Additionally, Patrick Kennedy from the DOT’s bike unit further backed up Kidder’s assertion that the plan was the best that could be done on the fly.
“If you were to have [the bike lane] on the south side of the bridge, on outer lane on the Brooklyn-bound side, you’re now dealing with lanes that feed from highways,” Kennedy said. “The plan you see before you is what we can do and accomplish and install in 2021. This does not preclude us from having a different solution that would require some sort of capital buildout of additional ramps, more substantial changes to the design of the bridge, anything like that on a longer term. This is the lane we can create in 2021 to have operational in 2021.”
The DOT’s need to work quickly and cheaply could pay dividends in the end, said one cycling advocate.
“I really believe that once the lane is in it will be used by so many people that the need to make it better will be apparent immediately,” Doug Gordon tweeted.
https://twitter.com/BrooklynSpoke/status/1382855565387390978
The DOT also shared an image of the bike lane entrance from the Brooklyn side of the bridge. Cyclists will enter the bike lane on the same plane they enter the current shared bike/pedestrian path, but the bike lane itself will be situated between one vehicle lane and the existing pedestrian promenade.
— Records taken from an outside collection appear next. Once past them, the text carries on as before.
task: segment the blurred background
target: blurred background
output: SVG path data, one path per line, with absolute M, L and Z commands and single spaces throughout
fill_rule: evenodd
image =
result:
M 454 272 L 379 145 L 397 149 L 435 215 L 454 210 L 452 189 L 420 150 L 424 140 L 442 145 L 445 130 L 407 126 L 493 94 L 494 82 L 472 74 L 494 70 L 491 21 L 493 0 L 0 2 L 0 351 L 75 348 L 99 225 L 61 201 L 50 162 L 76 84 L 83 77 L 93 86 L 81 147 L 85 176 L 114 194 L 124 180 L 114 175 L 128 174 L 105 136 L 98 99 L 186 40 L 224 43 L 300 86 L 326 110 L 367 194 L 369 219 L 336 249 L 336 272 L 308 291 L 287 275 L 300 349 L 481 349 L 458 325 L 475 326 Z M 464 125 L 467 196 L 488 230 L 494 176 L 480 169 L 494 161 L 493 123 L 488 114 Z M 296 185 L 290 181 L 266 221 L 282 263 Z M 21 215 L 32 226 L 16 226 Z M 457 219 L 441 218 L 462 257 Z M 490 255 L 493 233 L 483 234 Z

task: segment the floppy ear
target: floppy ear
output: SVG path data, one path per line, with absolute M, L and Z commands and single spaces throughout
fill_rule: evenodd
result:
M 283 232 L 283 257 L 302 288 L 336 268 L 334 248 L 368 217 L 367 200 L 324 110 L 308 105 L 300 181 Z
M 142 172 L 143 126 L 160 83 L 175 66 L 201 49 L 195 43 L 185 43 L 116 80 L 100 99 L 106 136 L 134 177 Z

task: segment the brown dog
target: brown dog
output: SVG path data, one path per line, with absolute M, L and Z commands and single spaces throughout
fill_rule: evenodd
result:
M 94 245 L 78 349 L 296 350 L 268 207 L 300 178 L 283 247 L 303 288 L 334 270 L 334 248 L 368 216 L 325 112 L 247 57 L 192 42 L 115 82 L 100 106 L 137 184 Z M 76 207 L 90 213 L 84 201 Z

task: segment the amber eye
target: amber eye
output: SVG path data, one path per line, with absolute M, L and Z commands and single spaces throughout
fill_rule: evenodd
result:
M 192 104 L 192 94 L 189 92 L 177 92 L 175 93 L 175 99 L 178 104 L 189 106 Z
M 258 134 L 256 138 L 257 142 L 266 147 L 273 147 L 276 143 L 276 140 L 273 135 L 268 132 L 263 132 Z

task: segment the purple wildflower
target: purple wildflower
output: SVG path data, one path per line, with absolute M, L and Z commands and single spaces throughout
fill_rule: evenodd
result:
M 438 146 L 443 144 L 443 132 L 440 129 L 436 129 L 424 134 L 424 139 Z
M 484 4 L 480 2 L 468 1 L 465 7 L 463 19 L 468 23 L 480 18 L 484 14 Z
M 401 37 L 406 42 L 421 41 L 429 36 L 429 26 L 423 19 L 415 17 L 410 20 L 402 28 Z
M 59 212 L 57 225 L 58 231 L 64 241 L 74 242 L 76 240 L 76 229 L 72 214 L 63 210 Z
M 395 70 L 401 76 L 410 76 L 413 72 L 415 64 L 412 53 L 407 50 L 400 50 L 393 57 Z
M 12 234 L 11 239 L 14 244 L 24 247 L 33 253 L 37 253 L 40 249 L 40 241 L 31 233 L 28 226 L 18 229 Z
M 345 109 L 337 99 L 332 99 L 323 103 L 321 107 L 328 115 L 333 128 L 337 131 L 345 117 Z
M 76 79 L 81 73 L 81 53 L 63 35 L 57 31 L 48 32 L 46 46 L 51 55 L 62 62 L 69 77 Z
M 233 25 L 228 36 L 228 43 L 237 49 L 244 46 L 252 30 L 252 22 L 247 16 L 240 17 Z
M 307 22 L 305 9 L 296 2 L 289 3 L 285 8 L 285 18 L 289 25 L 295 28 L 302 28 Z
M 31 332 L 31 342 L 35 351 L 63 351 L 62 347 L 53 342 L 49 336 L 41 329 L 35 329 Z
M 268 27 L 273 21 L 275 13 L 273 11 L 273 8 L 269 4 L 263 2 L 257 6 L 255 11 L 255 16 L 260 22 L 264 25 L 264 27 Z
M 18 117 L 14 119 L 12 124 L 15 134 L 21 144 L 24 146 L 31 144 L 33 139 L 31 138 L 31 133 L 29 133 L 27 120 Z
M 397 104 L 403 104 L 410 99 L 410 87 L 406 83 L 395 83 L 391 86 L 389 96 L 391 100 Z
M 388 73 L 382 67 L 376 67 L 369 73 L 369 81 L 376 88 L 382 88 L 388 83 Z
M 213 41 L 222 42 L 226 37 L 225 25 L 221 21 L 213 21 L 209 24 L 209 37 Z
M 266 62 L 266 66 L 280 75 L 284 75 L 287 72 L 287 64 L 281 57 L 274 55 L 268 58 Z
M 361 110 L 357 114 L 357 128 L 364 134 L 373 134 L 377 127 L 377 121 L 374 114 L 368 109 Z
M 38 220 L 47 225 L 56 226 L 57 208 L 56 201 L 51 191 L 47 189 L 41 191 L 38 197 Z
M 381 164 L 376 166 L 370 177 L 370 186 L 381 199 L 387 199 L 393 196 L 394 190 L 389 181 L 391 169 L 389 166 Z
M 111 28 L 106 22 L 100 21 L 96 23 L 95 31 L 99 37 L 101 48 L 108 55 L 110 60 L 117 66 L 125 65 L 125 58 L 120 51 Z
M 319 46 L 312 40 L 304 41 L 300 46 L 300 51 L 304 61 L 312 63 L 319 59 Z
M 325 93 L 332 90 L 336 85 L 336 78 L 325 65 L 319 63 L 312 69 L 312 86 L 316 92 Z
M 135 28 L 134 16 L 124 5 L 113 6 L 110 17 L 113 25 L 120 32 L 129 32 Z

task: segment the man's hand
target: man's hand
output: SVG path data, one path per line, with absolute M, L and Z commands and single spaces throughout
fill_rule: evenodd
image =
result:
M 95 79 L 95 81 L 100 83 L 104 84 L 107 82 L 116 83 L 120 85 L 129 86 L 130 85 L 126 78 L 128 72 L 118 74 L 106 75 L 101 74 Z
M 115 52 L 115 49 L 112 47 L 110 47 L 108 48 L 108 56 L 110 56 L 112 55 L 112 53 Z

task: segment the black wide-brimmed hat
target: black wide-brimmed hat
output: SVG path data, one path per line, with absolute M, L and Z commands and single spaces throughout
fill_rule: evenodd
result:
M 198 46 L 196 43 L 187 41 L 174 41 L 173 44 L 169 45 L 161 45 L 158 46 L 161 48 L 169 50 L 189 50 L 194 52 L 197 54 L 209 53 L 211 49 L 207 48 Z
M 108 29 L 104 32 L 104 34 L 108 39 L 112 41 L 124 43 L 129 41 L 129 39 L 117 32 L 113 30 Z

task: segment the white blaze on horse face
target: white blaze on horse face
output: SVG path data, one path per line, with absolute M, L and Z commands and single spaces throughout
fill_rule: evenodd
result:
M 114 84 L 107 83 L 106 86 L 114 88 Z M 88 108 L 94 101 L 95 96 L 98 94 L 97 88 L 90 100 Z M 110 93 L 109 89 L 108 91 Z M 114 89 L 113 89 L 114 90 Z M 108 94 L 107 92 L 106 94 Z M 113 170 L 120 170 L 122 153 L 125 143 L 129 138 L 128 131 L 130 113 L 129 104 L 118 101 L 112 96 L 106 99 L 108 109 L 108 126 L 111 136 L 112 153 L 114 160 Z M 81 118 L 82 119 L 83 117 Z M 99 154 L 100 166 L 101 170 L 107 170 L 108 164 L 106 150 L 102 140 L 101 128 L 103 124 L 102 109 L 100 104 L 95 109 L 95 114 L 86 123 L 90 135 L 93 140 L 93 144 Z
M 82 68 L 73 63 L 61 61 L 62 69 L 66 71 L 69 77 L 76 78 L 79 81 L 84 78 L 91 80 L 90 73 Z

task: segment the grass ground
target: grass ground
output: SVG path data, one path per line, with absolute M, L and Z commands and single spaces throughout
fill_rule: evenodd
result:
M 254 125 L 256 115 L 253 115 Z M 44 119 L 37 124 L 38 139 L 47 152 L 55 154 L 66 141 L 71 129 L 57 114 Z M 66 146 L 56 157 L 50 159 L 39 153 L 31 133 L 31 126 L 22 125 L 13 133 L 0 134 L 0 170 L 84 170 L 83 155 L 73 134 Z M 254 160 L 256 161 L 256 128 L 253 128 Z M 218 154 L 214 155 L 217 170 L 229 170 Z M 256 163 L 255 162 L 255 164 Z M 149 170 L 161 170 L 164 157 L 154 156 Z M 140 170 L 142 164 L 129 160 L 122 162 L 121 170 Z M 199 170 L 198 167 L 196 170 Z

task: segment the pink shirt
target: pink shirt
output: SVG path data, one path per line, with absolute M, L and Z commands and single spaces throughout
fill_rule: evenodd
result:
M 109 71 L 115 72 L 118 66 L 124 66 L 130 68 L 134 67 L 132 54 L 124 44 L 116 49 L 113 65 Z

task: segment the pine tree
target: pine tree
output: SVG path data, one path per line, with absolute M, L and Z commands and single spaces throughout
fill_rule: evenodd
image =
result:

Drivers will no longer be permitted to make a right turn from Tillary Street on to the bridge, though local access to Adams Street will still be allowed.
Per the agency’s traffic modeling, the DOT predicted that peak hour traffic volumes of cars going over the Brooklyn Bridge will fall by around 700 to 800 vehicles every morning after the bike lane goes in, which is about a 20-percent drop in traffic. Additionally, the DOT said it believed that 10 percent of the daily Manhattan-bound traffic would divert to the Manhattan Bridge.
Thursday’s presentation was the second one the de Blasio DOT has given to a community board since the bike lanes were announced in the mayor’s State of the City in January. At the presentation to Manhattan Community Board 1’s Transportation Committee, DOT reps announced that the bike lane wouldn’t be implemented until this fall, and that the transportation agency was planning on having cyclists come off the bridge at Centre Street. Additionally, the agency said it was designing a series of protected bike lanes for the lower Manhattan area around City Hall, in order to give cyclists coming off and getting on to the Brooklyn Bridge a safer path.